The header for this website as represented by Gizoogle. linguistic pulse: analyzin tha circulation of discourse up in society

In my last couple of posts (here and here), I’ve been looking at the website Gizoogle, which basically translates the language of web content into language that is modeled after the hip-hop artist Snoop Dogg (see the first post for a more thorough overview of what Gizoogle is). In particular, I’ve been trying to answer this question: Is Gizoogle an amusing tribute to Snoop Dogg or is it a racist caricature of African-American English (AAE)? I believe to fully answer such a question we have to look at multiple parts of the issue. So in the first part I examined the stated intentions of the website creators, and, in the second part, I began looking at the language that Gizoogle actually produces and how accurate it is as a representation of Snoop Dogg’s speech and AAE more generally. In that post, I approached this question by simply asking whether Gizoogle made errors in trying to use AAE and Snoop Dogg’s speech style. In this post, I’m going to take a more nuanced approach.
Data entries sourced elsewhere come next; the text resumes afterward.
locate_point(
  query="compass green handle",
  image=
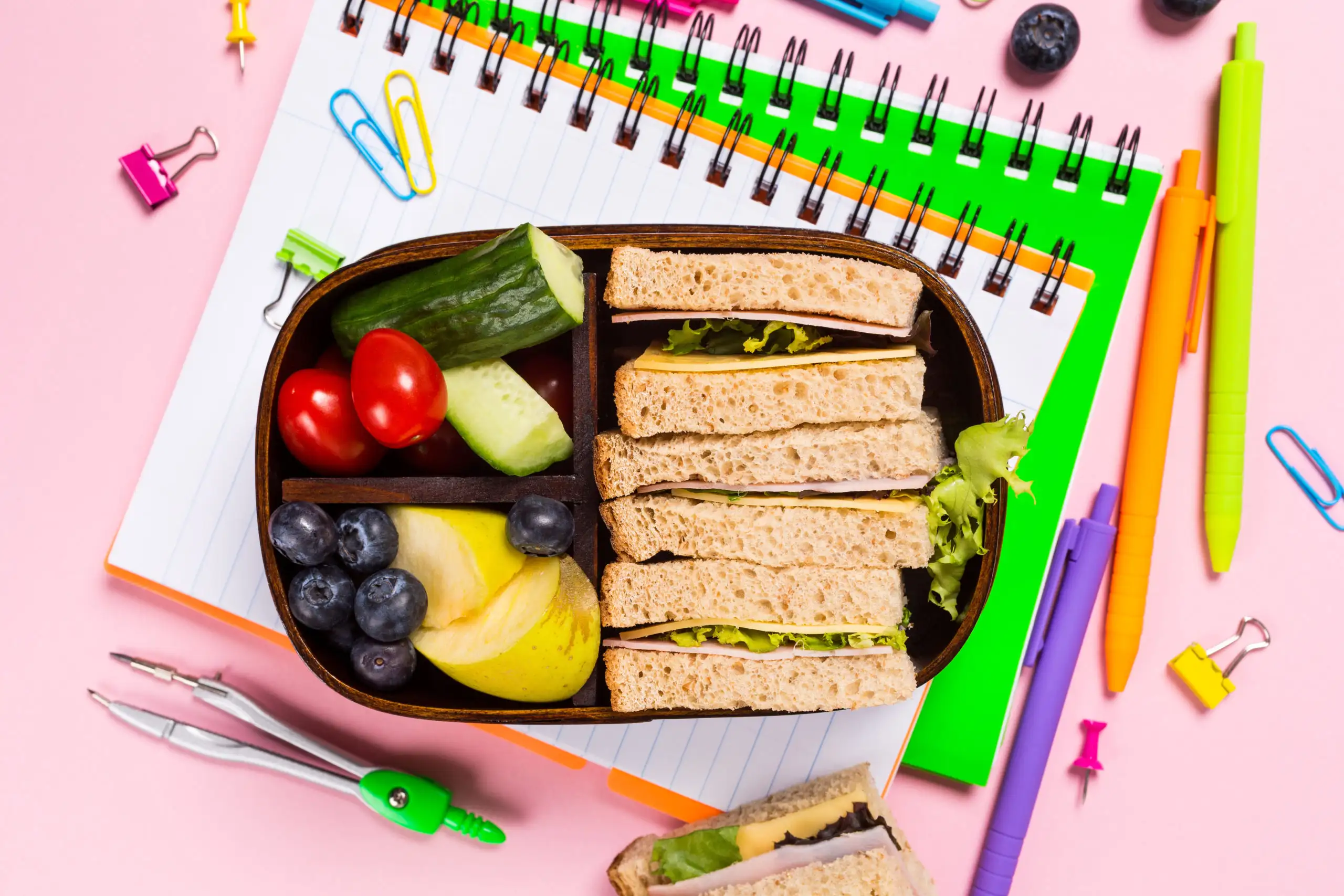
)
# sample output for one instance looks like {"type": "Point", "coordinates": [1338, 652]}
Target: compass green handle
{"type": "Point", "coordinates": [423, 805]}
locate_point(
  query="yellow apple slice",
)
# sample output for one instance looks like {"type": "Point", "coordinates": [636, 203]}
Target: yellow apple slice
{"type": "Point", "coordinates": [537, 641]}
{"type": "Point", "coordinates": [461, 556]}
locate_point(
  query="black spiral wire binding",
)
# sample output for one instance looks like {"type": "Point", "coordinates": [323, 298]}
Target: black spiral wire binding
{"type": "Point", "coordinates": [1070, 174]}
{"type": "Point", "coordinates": [443, 61]}
{"type": "Point", "coordinates": [580, 117]}
{"type": "Point", "coordinates": [1046, 304]}
{"type": "Point", "coordinates": [949, 267]}
{"type": "Point", "coordinates": [860, 227]}
{"type": "Point", "coordinates": [924, 133]}
{"type": "Point", "coordinates": [998, 282]}
{"type": "Point", "coordinates": [701, 27]}
{"type": "Point", "coordinates": [691, 107]}
{"type": "Point", "coordinates": [549, 37]}
{"type": "Point", "coordinates": [625, 136]}
{"type": "Point", "coordinates": [536, 100]}
{"type": "Point", "coordinates": [351, 23]}
{"type": "Point", "coordinates": [643, 61]}
{"type": "Point", "coordinates": [397, 42]}
{"type": "Point", "coordinates": [828, 111]}
{"type": "Point", "coordinates": [795, 53]}
{"type": "Point", "coordinates": [491, 80]}
{"type": "Point", "coordinates": [811, 208]}
{"type": "Point", "coordinates": [1021, 160]}
{"type": "Point", "coordinates": [908, 242]}
{"type": "Point", "coordinates": [738, 125]}
{"type": "Point", "coordinates": [1117, 184]}
{"type": "Point", "coordinates": [875, 124]}
{"type": "Point", "coordinates": [594, 50]}
{"type": "Point", "coordinates": [764, 193]}
{"type": "Point", "coordinates": [748, 42]}
{"type": "Point", "coordinates": [503, 22]}
{"type": "Point", "coordinates": [973, 147]}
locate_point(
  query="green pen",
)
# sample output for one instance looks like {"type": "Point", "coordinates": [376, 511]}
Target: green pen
{"type": "Point", "coordinates": [407, 800]}
{"type": "Point", "coordinates": [1234, 269]}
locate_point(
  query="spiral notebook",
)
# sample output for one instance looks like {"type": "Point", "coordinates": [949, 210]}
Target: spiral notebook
{"type": "Point", "coordinates": [190, 531]}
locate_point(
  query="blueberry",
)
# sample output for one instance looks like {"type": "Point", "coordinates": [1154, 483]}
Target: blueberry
{"type": "Point", "coordinates": [366, 539]}
{"type": "Point", "coordinates": [383, 666]}
{"type": "Point", "coordinates": [1186, 10]}
{"type": "Point", "coordinates": [390, 605]}
{"type": "Point", "coordinates": [322, 597]}
{"type": "Point", "coordinates": [303, 532]}
{"type": "Point", "coordinates": [541, 527]}
{"type": "Point", "coordinates": [1046, 38]}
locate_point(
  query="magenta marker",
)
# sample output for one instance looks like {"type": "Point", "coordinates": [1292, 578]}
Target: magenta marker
{"type": "Point", "coordinates": [1086, 555]}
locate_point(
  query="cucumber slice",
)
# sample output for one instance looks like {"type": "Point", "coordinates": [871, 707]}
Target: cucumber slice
{"type": "Point", "coordinates": [503, 418]}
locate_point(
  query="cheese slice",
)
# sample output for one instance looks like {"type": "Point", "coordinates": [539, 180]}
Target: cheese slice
{"type": "Point", "coordinates": [648, 632]}
{"type": "Point", "coordinates": [655, 359]}
{"type": "Point", "coordinates": [882, 505]}
{"type": "Point", "coordinates": [761, 837]}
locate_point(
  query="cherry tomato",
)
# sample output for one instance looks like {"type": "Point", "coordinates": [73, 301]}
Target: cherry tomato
{"type": "Point", "coordinates": [400, 393]}
{"type": "Point", "coordinates": [319, 425]}
{"type": "Point", "coordinates": [334, 361]}
{"type": "Point", "coordinates": [441, 455]}
{"type": "Point", "coordinates": [549, 373]}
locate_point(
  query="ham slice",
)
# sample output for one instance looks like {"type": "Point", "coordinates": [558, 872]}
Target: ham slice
{"type": "Point", "coordinates": [783, 859]}
{"type": "Point", "coordinates": [785, 652]}
{"type": "Point", "coordinates": [830, 488]}
{"type": "Point", "coordinates": [810, 320]}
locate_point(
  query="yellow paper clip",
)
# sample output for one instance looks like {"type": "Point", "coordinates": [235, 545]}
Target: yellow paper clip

Specifically, I’m asking the following question: Does Gizoogle produce texts that represent Snoop Dogg’s linguistic style in terms of the frequency with which he uses slang terms, izzle speech, and other things? In particular, I want to think about whether Gizoogle accurately portrays all of Snoop Dogg’s linguistic repertoire. By “linguistic repertoire”, I mean all of the different ways Snoop Dogg can use language. We know he can do izzle speak and use profanity, but what else do we know he can do, and how else does he use language in public?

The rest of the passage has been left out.